And what you would like is something like

essentially, though to be even more specific, what I meant was

cluster = PBSCluster(job_max_cores=28, job_max_memory="115GiB", worker_threads=2, worker_memory="15GiB")
cluster.scale(14)

But maybe this could be done at a higher level with a new class on top of others?

So something that translates the high-level spec to the API of the lower-level classes?

Without unifying the JobQueueCluster class signatures I guess that would involve maintaining a mapping of translation functions for each cluster implementation. Basically, we'd have a main translation function that would take the per-worker spec and convert it to a general job spec, and then the specific functions would adjust that to the individual implementations.

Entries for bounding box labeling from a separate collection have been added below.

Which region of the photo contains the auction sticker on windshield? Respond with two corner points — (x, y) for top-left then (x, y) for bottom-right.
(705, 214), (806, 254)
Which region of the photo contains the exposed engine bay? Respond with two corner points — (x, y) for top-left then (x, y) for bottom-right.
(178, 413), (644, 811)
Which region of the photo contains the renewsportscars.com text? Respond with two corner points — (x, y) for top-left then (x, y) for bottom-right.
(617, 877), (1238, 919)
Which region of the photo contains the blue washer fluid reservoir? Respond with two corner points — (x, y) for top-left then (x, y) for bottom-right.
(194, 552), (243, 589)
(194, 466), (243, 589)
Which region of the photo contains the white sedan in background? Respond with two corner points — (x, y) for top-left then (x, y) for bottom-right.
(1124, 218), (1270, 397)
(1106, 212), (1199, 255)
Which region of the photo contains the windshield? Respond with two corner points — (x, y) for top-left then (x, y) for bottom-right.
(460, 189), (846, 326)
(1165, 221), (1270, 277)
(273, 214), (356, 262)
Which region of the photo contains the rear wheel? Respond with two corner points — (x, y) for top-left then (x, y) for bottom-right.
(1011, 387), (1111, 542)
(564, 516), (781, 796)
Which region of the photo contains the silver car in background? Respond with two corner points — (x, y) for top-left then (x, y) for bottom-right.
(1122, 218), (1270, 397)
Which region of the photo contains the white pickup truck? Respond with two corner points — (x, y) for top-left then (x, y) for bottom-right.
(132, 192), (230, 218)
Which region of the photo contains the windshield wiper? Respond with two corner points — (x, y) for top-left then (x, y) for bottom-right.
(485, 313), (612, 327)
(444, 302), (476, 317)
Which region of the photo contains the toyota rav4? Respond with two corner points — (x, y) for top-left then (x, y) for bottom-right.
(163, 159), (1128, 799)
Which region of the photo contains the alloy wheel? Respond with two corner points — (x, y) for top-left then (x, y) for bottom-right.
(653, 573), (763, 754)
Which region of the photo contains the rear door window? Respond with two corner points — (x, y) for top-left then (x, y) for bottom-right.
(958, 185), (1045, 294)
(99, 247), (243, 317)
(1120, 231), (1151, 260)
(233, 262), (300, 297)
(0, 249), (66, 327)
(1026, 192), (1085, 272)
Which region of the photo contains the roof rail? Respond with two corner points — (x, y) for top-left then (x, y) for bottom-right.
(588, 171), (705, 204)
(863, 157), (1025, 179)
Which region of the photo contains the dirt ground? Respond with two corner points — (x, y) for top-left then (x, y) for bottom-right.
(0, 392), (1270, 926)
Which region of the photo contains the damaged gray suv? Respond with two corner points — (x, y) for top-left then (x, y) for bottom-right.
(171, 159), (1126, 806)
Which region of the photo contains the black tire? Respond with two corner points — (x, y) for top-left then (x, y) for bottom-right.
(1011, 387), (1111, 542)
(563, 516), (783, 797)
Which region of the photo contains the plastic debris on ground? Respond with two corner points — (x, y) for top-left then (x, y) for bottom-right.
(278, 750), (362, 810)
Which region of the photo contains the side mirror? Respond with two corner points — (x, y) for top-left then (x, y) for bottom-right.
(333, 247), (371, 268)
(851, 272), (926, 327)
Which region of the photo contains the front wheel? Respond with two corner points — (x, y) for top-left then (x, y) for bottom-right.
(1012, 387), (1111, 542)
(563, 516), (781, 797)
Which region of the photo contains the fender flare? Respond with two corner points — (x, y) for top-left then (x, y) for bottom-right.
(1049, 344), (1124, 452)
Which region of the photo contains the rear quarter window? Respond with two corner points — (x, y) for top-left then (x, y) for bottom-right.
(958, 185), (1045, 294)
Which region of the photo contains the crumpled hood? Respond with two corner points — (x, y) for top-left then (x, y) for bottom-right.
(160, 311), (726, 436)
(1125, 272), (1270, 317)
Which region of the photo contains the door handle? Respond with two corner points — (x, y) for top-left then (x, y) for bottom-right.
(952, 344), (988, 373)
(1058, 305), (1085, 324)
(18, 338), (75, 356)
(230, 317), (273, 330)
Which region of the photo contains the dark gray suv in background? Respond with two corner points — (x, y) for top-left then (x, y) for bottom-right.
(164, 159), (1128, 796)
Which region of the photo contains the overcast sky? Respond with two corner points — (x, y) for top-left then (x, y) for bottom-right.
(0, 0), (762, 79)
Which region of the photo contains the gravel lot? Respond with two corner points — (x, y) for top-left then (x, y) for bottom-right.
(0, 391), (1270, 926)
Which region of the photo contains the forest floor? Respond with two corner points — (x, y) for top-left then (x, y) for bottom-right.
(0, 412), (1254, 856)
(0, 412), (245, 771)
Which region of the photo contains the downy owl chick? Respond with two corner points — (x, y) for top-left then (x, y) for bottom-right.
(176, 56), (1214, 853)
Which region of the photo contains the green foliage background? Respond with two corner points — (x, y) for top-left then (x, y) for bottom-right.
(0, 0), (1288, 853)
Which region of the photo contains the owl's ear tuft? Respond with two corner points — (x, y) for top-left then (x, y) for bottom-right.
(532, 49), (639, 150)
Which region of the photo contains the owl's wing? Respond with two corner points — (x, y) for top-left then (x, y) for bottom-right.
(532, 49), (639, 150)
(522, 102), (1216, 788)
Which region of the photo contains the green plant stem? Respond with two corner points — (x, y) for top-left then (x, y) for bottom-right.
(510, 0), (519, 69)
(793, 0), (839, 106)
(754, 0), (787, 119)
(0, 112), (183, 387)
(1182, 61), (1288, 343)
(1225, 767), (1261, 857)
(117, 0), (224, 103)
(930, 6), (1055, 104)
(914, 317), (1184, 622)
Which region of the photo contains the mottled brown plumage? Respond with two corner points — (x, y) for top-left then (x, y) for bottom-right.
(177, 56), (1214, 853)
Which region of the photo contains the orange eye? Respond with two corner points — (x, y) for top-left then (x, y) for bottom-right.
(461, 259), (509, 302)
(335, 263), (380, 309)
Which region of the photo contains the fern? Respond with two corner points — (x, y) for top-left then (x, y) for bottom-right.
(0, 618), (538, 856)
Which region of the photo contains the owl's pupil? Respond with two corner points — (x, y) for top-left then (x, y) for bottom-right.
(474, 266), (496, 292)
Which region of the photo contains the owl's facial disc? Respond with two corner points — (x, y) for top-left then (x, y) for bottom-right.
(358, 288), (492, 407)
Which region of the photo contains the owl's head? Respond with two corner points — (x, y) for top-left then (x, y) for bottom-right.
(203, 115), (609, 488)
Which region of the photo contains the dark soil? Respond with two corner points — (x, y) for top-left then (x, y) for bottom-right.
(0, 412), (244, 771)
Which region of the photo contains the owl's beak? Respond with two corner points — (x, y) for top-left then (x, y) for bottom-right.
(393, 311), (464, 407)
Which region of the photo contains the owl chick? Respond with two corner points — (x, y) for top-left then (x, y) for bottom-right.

draft implementation of the proposed API
import dask_jobqueue
from dask.utils import parse_bytes, format_bytes


def convert_to_low_level(*, max_cores, max_memory, worker_threads, worker_memory):
    workers = max_memory // worker_memory

    if workers == 0:
        raise ValueError(
            f"can't use more than {format_bytes(max_memory)} per worker (got {format_bytes(worker_memory)})"
        )

    max_threads_per_worker = max_cores // workers
    if worker_threads is not None:
        if worker_threads > max_threads_per_worker:
            raise ValueError(
                f"can't use more than {max_threads_per_worker} threads per worker (total available: {max_cores}, with {workers} workers)"
            )
    else:
        worker_threads = max_threads_per_worker

    memory = worker_memory * workers
    cores = worker_threads * workers

    return {"memory": format_bytes(memory), "cores": cores, "processes": workers}


cluster_implementations = {
    "pbs": dask_jobqueue.PBSCluster,
    "slurm": dask_jobqueue.SLURMCluster,
}
parameter_translations = {
    "pbs": lambda x: x,
    "slurm": lambda x: x,
}


class WorkerSpecCluster:
    def __init__(
        self,
        *,
        kind,
        max_cores,
        max_memory,
        worker_memory,
        worker_threads=None,
        **additional_kwargs,
    ):
        main_kwargs = convert_to_low_level(
            max_cores=max_cores,
            max_memory=parse_bytes(max_memory),
            worker_memory=parse_bytes(worker_memory),
            worker_threads=worker_threads,
        )
        translator = parameter_translations.get(kind, lambda x: x)
        kwargs = additional_kwargs | translator(main_kwargs)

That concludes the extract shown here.